Il licenziamento del dirigente per riduzione dei costi è insindacabile.
Nota a Cass. 10 gennaio 2019, n. 436
Pietro Velardi
“Il licenziamento individuale del dirigente d’azienda può fondarsi su ragioni oggettive concernenti esigenze di riorganizzazione aziendale, che non debbono necessariamente coincidere con l’impossibilità della continuazione del rapporto o con una situazione di crisi tale da rendere particolarmente onerosa detta continuazione, dato che il principio di correttezza e buona fede , che costituisce il parametro su cui misurare la legittimità del licenziamento, deve essere coordinato con la libertà di iniziativa economica, garantita dall’art. 41 Cost.”.
Secondo l’orientamento consolidato della giurisprudenza spetta al datore di lavoro valutare se procedere al riassetto organizzativo attuato per una più economica gestione dell’impresa con conseguente soppressione del posto o del reparto cui sia addetto il lavoratore. Ciò, ferma restando l’effettività della ragione economica e l’insindacabilità, da parte del giudice, dei criteri di gestione aziendale, “ben potendo le relative mansioni essere solo diversamente ripartite ed attribuite”.
Lo ha statuito la Corte di Cassazione (10 gennaio 2019, n. 436; v. anche Cass. n.16498/2009), che conferma la decisione della Corte d’Appello di Genova riguardante il caso di una dirigente – con mansioni di direttore delle risorse umane, amministrazione e finanza – licenziata per soppressione della posizione, al fine di ridurre i costi, con simultanea attribuzione delle relative funzioni all’amministratore delegato.

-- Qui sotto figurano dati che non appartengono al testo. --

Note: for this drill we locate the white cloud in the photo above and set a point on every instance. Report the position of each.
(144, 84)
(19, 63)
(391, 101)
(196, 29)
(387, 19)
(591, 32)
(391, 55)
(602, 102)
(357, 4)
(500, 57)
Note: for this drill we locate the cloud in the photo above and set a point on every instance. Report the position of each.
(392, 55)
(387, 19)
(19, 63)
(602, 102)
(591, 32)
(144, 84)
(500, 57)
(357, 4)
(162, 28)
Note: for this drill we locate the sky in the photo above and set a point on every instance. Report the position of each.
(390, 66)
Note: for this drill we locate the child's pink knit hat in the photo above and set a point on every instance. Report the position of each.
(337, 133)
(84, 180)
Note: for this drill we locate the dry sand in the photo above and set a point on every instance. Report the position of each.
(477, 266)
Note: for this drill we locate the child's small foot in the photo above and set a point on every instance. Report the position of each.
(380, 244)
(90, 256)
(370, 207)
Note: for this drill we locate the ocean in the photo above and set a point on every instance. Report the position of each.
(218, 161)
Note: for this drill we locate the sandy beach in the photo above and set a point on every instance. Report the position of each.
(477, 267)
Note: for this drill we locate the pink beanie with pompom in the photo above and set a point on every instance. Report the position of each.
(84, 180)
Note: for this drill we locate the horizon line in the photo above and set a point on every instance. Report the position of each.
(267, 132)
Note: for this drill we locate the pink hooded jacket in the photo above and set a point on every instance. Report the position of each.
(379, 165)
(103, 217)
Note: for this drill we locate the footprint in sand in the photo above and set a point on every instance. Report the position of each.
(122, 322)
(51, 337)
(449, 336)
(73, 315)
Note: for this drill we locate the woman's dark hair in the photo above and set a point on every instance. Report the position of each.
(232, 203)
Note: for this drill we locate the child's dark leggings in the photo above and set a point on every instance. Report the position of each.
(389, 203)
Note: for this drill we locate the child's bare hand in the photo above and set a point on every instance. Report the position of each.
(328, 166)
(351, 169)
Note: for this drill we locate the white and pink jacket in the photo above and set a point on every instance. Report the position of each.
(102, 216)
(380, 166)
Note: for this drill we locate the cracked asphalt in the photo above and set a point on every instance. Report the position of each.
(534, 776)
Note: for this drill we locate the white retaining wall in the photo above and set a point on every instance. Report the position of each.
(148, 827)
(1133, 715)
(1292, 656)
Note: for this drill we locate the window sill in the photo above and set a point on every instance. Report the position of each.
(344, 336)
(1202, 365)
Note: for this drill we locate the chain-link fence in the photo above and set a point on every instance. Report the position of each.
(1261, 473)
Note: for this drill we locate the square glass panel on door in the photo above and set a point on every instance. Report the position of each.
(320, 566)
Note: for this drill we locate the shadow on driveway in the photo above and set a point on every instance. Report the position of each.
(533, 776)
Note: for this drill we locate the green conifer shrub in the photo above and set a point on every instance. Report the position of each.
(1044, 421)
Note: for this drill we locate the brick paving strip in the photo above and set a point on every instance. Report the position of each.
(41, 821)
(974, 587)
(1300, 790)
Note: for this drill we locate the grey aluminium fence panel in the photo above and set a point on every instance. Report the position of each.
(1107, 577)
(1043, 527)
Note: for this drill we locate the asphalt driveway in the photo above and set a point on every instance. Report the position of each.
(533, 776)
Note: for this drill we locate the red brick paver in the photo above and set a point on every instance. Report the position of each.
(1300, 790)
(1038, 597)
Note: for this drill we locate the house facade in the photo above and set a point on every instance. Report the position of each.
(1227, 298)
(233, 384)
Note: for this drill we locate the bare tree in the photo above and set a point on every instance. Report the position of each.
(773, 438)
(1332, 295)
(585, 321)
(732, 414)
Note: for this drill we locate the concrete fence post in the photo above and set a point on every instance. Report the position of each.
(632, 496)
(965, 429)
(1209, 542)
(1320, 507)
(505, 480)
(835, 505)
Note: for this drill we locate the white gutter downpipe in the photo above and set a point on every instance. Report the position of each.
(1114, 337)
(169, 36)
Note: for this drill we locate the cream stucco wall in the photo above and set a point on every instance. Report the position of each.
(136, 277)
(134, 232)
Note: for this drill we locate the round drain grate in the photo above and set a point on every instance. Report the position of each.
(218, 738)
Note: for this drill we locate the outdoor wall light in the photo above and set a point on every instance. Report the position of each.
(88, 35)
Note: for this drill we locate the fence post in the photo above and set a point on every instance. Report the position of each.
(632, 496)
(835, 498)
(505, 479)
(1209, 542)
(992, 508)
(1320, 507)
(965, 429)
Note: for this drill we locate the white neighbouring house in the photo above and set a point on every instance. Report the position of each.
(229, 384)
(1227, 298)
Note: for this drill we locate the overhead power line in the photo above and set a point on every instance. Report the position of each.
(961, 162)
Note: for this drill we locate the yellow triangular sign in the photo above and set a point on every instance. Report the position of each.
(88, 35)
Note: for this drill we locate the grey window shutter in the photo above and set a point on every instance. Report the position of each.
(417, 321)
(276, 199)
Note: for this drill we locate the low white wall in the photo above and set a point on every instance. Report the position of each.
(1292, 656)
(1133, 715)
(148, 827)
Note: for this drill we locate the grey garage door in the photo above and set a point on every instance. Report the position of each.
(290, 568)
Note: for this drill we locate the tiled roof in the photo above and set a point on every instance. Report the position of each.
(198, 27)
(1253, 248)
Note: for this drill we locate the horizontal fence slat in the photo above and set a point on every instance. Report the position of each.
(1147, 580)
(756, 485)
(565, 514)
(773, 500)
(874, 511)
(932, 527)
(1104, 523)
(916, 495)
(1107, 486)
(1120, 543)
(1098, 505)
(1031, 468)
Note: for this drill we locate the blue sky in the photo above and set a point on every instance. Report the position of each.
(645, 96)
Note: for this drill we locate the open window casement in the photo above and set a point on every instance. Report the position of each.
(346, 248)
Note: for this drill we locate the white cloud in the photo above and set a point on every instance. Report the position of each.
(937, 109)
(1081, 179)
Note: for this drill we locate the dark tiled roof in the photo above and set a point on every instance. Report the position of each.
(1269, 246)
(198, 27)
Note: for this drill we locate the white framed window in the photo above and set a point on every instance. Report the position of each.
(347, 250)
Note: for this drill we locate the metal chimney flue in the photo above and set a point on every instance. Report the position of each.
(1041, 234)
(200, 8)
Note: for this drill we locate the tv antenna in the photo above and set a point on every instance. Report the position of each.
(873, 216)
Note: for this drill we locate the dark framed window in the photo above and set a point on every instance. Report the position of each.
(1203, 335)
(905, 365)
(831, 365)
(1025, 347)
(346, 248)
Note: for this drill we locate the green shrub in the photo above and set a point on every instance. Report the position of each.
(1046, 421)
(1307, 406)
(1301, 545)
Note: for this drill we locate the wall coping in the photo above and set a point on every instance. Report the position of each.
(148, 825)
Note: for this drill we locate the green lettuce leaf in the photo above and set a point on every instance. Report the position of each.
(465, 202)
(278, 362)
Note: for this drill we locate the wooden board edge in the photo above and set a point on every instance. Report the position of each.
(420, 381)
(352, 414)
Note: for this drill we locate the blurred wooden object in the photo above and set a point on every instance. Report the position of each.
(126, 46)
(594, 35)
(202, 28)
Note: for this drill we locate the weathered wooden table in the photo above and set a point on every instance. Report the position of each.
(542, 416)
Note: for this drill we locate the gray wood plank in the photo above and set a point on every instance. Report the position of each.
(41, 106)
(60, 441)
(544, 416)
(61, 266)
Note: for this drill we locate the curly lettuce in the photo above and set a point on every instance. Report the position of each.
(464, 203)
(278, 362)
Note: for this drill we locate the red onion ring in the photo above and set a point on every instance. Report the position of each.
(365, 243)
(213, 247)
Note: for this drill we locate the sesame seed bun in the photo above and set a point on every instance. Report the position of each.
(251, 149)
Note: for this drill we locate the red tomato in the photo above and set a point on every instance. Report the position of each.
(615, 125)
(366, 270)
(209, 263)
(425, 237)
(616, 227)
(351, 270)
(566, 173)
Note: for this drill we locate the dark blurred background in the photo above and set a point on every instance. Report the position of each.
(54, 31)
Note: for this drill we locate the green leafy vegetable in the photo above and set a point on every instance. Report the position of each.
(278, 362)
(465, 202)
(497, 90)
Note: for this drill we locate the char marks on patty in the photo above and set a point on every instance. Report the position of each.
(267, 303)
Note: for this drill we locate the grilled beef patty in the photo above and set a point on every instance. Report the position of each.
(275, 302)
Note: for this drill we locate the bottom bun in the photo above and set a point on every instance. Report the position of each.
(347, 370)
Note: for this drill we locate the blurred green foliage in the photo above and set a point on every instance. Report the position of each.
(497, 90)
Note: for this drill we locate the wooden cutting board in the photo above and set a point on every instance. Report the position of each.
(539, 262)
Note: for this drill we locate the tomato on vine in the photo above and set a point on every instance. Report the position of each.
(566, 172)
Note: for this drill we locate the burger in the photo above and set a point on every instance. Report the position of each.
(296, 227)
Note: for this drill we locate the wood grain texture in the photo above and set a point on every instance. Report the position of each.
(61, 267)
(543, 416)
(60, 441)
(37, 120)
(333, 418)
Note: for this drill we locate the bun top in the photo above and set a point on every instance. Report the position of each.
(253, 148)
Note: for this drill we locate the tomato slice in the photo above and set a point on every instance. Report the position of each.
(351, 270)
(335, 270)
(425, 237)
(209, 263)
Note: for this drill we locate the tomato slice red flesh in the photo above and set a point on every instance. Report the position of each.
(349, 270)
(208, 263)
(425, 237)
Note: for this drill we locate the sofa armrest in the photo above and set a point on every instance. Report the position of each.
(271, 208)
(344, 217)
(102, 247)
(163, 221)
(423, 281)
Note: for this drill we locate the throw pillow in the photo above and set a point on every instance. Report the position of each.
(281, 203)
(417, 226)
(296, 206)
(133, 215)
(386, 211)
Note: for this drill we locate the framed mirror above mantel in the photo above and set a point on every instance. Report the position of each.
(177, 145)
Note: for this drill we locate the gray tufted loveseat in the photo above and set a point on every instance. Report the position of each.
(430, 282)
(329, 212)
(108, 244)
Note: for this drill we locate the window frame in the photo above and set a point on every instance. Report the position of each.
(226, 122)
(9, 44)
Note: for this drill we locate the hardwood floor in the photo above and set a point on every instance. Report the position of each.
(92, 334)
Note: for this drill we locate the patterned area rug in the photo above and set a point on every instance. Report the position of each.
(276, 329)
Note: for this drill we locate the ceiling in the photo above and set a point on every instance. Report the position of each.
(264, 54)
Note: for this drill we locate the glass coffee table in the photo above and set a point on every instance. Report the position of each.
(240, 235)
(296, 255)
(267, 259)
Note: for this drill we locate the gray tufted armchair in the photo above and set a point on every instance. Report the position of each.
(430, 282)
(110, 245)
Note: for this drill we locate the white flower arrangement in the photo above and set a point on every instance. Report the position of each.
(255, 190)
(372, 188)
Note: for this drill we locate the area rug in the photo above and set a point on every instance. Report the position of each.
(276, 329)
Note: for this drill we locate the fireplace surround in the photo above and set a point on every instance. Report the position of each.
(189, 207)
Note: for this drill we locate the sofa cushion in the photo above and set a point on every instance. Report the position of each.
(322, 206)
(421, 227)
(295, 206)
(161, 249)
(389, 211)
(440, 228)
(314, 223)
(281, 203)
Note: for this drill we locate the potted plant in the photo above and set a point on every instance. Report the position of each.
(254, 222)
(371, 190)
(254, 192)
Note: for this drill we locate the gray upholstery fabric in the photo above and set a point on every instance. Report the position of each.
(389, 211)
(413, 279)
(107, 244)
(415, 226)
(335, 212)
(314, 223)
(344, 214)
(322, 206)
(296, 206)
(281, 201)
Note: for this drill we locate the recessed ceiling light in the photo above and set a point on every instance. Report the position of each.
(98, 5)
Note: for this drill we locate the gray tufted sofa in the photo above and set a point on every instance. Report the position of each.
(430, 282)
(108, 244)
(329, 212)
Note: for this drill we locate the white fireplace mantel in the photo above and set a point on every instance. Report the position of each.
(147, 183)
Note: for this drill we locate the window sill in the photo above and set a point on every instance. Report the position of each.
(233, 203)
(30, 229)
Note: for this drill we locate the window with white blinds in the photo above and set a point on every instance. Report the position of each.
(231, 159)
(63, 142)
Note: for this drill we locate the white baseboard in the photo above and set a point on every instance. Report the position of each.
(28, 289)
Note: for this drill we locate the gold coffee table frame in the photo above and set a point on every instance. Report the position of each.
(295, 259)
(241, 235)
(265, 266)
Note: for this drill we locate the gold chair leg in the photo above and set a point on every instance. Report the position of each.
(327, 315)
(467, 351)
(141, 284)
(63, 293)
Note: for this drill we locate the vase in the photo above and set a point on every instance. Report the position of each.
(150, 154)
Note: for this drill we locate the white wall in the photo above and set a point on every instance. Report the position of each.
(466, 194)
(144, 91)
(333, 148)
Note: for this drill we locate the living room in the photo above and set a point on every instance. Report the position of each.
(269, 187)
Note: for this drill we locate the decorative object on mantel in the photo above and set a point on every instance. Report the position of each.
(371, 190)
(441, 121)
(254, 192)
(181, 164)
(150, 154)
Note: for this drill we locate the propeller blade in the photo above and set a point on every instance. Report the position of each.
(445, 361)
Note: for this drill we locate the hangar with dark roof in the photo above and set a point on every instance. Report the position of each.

In particolare, la Corte distrettuale aveva rilevato che, “una volta accertata l’effettività della sostituzione della dirigente con l’amministratore delegato nonché l’economicità della scelta datoriale, la decisione non poteva essere valutata nel merito trattandosi di scelta economico-organizzativa del datore di lavoro insindacabile nei suoi profili di opportunità”. Il principio è attualmente cristallizzato dall’art. 30, co. 1, L. n. 183/2010 (come mod. dall’art. art.1, co. 43, della L. n. 92/2012, c.d. legge Fornero), secondo cui: “ In tutti i casi nei quali le disposizioni di legge nelle materie di cui all’articolo 409 del codice di procedura civile e all’articolo 63, comma 1, del decreto legislativo 30 marzo 2001, n. 165, contengano clausole generali, ivi comprese le norme in tema di instaurazione di un rapporto di lavoro, esercizio dei poteri datoriali, trasferimento di azienda e recesso, il controllo giudiziale è limitato esclusivamente, in conformità ai princìpi generali dell’ordinamento, all’accertamento del presupposto di legittimità e non può essere esteso al sindacato di merito sulle valutazioni tecniche, organizzative e produttive che competono al datore di lavoro o al committente. L’inosservanza delle disposizioni di cui al precedente periodo, in materia di limiti al sindacato di merito sulle valutazioni tecniche, organizzative e produttive che competono al datore di lavoro, costituisce motivo di impugnazione per violazione di norme di diritto”.